Files
specs/kad-dht
Kevin 261ea7b679 typo(Kad-DHT): Fix broken link
Fix broken link to replication parameter k
2022-05-25 16:19:14 +02:00
..
2022-05-25 16:19:14 +02:00

libp2p Kademlia DHT specification

Lifecycle Stage Maturity Status Latest Revision
3A Recommendation Active r1, 2021-10-30

Authors: @raulk, @jhiesey, @mxinden

Interest Group:

See the lifecycle document for context about maturity level and spec status.


Overview

The Kademlia Distributed Hash Table (DHT) subsystem in libp2p is a DHT implementation largely based on the Kademlia [0] whitepaper, augmented with notions from S/Kademlia [1], Coral [2] and the BitTorrent DHT.

This specification assumes the reader has prior knowledge of those systems. So rather than explaining DHT mechanics from scratch, we focus on differential areas:

  1. Specialisations and peculiarities of the libp2p implementation.
  2. Actual wire messages.
  3. Other algorithmic or non-standard behaviours worth pointing out.

For everything else that isn't explicitly stated herein, it is safe to assume behaviour similar to Kademlia-based libraries.

Code snippets use a Go-like syntax.

Definitions

Replication parameter (k)

The amount of replication is governed by the replication parameter k. The recommended value for k is 20.

Distance

In all cases, the distance between two keys is XOR(sha256(key1), sha256(key2)).

Kademlia routing table

An implementation of this specification must try to maintain k peers with shared key prefix of length L, for every L in [0..(keyspace-length - 1)], in its routing table. Given the keyspace length of 256 through the sha256 hash function, L can take values between 0 (inclusive) and 255 (inclusive). The local node shares a prefix length of 256 with its own key only.

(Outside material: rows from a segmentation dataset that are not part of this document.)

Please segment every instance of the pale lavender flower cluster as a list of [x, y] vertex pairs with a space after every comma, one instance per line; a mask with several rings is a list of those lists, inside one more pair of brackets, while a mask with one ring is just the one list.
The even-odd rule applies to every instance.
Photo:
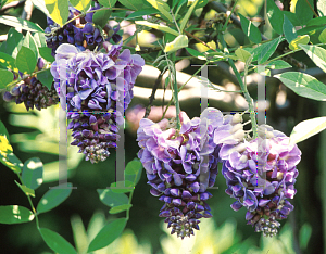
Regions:
[[96, 53], [61, 45], [51, 66], [60, 100], [66, 99], [67, 118], [72, 119], [68, 128], [75, 139], [72, 144], [91, 163], [104, 161], [108, 149], [116, 147], [117, 126], [123, 124], [123, 112], [145, 65], [140, 55], [128, 49], [121, 52], [121, 45], [110, 46], [104, 42], [108, 53]]
[[226, 193], [237, 201], [231, 208], [247, 208], [246, 219], [256, 232], [273, 237], [280, 224], [293, 209], [287, 199], [293, 199], [297, 164], [301, 152], [289, 137], [272, 127], [259, 127], [259, 137], [237, 144], [223, 144], [222, 174]]
[[213, 137], [218, 136], [218, 129], [222, 134], [233, 129], [235, 123], [215, 109], [206, 109], [200, 118], [191, 120], [181, 112], [179, 118], [179, 130], [175, 120], [155, 124], [141, 119], [137, 141], [141, 148], [138, 157], [152, 187], [150, 192], [164, 202], [159, 216], [166, 217], [171, 233], [183, 239], [199, 229], [200, 218], [212, 216], [205, 202], [212, 194], [206, 189], [214, 186], [221, 147]]

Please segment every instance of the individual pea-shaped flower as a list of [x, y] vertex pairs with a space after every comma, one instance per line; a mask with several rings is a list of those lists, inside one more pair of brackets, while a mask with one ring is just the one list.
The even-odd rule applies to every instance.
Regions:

Implementations may use any data structure to maintain their routing table. Examples are the k-bucket data structure outlined in the Kademlia paper [0] or XOR-tries (see go-libp2p-xor).

Alpha concurrency parameter (α)

The concurrency of node and value lookups are limited by parameter α, with a default value of 3. This implies that each lookup process can perform no more than 3 inflight requests, at any given time.

Client and server mode

When the libp2p Kademlia protocol is run on top of a network of heterogeneous nodes, unrestricted nodes should operate in server mode and restricted nodes, e.g. those with intermittent availability, high latency, low bandwidth, low CPU/RAM/Storage, etc., should operate in client mode.

As an example, running the libp2p Kademlia protocol on top of the Internet, publicly routable nodes, e.g. servers in a datacenter, might operate in server mode and non-publicly routable nodes, e.g. laptops behind a NAT and firewall, might operate in client mode. The concrete factors used to classify nodes into clients and servers depend on the characteristics of the network topology and the properties of the Kademlia DHT . Factors to take into account are e.g. network size, replication factor and republishing period.

Nodes, both those operating in client and server mode, add another node to their routing table if and only if that node operates in server mode. This distinction allows restricted nodes to utilize the DHT, i.e. query the DHT, without decreasing the quality of the distributed hash table, i.e. without polluting the routing tables.

Nodes operating in server mode advertise the libp2p Kademlia protocol identifier via the identify protocol. In addition server mode nodes accept incoming streams using the Kademlia protocol identifier. Nodes operating in client mode do not advertise support for the libp2p Kademlia protocol identifier. In addition they do not offer the Kademlia protocol identifier for incoming streams.

DHT operations

The libp2p Kademlia DHT offers the following types of operations:

  • Peer routing

    • Finding the closest nodes to a given key via FIND_NODE.
  • Value storage and retrieval

    • Storing a value on the nodes closest to the value's key by looking up the closest nodes via FIND_NODE and then putting the value to those nodes via PUT_VALUE.

    • Getting a value by its key from the nodes closest to that key via GET_VALUE.

  • Content provider advertisement and discovery

    • Adding oneself to the list of providers for a given key at the nodes closest to that key by finding the closest nodes via FIND_NODE and then adding oneself via ADD_PROVIDER.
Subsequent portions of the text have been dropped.